Dual attunement — The therapist's simultaneous attunement to the client's external presentation (body, face, autonomic cues) and the relational/neurobiological process occurring within the client. Document what you observed and how your attunement informed the session.
Outside Window — Brainspot identified by therapist observation of reflexive cues. Document the specific reflexes observed.
Inside Window — Brainspot identified by the client's self-reported activation. Document the client's report.
Gazespotting — Using the client's natural gaze as the brainspot. Document the observation leading to this choice.
BioLateral sound — Bilateral auditory stimulation, typically alternating nature sounds through headphones. Document its use and observed effect.
SUDS — Subjective Units of Distress Scale (0-10). Document pre-processing, during processing (if checked), and post-processing ratings.

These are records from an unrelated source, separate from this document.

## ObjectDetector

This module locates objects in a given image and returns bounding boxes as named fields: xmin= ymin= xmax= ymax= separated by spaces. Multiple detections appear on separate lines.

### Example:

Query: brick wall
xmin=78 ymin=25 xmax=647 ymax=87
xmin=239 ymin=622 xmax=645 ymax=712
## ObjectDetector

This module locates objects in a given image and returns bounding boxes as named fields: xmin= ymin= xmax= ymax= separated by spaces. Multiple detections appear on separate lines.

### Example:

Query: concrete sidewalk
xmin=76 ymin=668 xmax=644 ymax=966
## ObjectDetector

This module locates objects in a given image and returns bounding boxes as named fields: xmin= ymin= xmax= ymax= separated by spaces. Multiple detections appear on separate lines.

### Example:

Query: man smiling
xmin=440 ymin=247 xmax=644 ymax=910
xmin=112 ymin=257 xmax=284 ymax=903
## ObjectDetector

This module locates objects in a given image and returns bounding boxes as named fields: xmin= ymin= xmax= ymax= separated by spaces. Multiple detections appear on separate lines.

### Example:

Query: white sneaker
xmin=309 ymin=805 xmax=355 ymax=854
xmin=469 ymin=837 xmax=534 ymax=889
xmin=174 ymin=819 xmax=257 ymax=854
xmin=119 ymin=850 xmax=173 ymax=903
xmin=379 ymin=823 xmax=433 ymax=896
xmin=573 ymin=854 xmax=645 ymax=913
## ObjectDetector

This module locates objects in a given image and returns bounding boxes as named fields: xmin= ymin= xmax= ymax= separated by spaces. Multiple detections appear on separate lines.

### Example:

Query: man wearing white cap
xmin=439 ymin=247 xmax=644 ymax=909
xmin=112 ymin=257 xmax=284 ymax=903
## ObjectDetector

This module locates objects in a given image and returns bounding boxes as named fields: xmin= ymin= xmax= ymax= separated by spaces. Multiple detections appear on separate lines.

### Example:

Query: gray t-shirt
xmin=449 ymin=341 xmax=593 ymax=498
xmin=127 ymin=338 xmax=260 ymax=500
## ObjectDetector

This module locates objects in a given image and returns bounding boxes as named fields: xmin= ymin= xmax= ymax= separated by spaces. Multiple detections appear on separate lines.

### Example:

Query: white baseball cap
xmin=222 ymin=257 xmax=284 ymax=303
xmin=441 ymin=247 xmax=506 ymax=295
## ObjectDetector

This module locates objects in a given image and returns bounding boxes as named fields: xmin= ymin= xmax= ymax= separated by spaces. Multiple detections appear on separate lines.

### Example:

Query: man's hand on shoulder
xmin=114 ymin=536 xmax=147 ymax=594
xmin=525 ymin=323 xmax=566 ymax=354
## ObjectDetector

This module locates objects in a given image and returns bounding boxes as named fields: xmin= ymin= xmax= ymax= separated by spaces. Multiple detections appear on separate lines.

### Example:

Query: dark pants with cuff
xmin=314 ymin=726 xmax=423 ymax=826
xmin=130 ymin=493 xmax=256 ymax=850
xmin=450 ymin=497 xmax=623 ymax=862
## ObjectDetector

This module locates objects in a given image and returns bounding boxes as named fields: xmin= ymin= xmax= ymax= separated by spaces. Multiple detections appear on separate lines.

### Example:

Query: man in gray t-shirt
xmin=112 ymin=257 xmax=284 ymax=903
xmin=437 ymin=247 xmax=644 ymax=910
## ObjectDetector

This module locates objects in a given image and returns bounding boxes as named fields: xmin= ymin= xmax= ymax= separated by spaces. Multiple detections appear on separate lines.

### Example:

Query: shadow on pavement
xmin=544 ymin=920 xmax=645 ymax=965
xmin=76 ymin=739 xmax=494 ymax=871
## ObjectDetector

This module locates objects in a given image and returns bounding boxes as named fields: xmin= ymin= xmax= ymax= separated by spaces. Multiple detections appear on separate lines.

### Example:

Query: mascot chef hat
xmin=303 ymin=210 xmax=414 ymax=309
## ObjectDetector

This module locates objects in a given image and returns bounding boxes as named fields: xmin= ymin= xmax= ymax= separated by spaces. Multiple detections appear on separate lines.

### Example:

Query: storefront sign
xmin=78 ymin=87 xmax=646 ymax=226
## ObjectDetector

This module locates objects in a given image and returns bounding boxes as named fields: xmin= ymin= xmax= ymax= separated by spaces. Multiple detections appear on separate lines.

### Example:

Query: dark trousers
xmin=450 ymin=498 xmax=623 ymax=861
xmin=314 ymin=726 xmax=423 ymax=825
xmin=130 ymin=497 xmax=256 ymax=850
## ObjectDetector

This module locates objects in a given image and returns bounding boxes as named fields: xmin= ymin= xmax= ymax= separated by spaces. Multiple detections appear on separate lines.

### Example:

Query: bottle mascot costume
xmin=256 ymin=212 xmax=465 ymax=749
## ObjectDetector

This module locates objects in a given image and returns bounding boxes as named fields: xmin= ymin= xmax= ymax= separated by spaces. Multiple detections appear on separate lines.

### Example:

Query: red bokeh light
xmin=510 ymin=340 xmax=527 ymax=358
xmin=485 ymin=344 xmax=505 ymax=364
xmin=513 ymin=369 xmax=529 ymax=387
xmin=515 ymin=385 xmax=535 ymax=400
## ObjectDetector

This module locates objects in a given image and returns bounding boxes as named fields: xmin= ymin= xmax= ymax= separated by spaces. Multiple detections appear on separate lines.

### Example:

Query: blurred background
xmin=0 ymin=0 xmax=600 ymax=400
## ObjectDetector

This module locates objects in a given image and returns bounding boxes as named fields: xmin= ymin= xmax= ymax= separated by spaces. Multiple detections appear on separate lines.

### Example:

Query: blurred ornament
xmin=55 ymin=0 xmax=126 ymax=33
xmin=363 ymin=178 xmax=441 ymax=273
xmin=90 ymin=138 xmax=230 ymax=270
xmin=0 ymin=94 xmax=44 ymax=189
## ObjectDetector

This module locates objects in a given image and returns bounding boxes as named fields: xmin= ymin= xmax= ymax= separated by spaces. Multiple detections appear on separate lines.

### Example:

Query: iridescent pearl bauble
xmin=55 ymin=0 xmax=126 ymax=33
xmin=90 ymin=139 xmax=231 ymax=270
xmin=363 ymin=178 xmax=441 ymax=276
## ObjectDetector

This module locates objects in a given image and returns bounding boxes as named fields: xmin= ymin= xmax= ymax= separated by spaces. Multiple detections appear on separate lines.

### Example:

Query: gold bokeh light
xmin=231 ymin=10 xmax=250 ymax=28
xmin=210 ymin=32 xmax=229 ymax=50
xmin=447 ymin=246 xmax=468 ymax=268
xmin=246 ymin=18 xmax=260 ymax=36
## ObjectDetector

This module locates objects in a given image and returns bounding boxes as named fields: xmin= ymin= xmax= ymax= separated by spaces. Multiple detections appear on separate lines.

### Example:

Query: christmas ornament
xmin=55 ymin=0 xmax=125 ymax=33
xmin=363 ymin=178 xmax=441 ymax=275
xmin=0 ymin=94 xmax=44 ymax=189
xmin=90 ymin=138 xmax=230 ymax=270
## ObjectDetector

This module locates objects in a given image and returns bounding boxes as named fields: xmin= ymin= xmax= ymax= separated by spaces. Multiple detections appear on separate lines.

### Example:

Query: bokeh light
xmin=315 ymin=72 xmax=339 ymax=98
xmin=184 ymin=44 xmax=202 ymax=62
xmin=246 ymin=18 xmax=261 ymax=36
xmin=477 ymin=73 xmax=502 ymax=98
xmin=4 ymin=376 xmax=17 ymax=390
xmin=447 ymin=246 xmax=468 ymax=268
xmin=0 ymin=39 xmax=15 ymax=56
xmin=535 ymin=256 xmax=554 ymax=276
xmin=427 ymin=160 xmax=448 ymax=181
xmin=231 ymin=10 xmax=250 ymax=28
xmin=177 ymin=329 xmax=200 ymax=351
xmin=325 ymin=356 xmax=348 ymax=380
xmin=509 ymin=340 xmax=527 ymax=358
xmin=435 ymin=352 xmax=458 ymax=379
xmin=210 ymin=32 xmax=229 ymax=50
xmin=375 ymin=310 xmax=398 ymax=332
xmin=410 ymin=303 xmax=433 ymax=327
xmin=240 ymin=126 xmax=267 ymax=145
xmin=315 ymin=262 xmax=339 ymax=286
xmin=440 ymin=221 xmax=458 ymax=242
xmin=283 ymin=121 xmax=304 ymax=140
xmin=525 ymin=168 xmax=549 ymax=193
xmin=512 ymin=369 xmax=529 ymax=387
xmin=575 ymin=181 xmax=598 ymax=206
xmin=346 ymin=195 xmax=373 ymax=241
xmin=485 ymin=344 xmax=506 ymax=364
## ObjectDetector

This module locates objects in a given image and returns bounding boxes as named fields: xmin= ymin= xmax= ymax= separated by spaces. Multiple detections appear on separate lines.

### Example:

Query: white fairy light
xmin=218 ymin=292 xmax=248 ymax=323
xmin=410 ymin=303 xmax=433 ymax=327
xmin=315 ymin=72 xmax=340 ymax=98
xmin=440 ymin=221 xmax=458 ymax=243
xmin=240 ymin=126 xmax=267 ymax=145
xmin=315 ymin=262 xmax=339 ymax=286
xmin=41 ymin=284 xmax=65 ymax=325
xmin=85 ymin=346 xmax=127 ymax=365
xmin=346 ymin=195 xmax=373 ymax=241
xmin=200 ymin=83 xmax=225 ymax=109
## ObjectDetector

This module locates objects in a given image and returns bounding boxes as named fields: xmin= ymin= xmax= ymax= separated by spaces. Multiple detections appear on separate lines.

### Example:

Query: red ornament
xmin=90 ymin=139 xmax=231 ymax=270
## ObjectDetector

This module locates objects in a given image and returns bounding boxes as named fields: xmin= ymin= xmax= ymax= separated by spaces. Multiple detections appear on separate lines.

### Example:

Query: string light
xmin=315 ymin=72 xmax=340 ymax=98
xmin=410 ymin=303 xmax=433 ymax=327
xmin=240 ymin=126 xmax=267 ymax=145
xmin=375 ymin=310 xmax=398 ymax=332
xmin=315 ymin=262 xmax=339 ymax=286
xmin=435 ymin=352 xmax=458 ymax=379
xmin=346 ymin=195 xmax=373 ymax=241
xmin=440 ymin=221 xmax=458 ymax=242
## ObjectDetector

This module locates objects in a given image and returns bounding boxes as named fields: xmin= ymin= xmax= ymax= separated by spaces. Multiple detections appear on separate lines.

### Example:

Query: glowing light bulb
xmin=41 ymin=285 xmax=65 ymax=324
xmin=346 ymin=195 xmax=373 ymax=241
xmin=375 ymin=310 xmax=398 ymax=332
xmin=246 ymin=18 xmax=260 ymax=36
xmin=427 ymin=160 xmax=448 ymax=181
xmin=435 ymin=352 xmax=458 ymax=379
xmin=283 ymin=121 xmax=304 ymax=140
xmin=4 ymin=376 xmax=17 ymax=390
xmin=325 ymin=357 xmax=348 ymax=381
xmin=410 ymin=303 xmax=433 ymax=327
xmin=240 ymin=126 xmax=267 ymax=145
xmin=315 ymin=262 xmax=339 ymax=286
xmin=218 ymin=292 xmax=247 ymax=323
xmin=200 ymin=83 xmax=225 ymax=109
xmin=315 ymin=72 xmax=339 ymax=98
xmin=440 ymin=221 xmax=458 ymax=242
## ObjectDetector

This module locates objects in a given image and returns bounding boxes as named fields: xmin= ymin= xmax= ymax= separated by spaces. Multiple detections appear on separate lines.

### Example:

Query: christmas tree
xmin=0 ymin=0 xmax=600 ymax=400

Focused mindfulness — The client's state during processing — focused on the brainspot while maintaining open, nonjudgmental awareness of internal experience. This is not meditation; it is a specific processing state.
Common Mistakes
Documenting BSP as if it were EMDR. These are different modalities with different processes. BSP uses a fixed eye position (not bilateral eye movements), relies on focused mindfulness (not a structured protocol with specific phases), and emphasizes the therapist's dual attunement. If your notes describe desensitization phases, installation, and body scan as distinct steps, you are documenting EMDR, not BSP.
Failing to document the brainspot identification process. The method used to find the brainspot is a core clinical intervention, not a trivial setup detail. Document the method, the reflexive cues or client reports, and the eye position.
Writing overly brief notes because the processing was internal. Just because the client was largely silent during processing does not mean your note should be sparse. Document your observations from dual attunement, the somatic and emotional shifts you witnessed, and the pre-to-post changes.
Not using standardized outcome measures. BSP's evidence base is strengthened when clinicians track outcomes with validated instruments. Administer the PCL-5, PHQ-9, GAD-7, or other relevant measures regularly and document the scores.
Skipping post-processing assessment and safety. Always document the client's state at the end of the session — grounding, orientation, and readiness to leave. BSP can access deep material, and clients need to be adequately resourced before departing.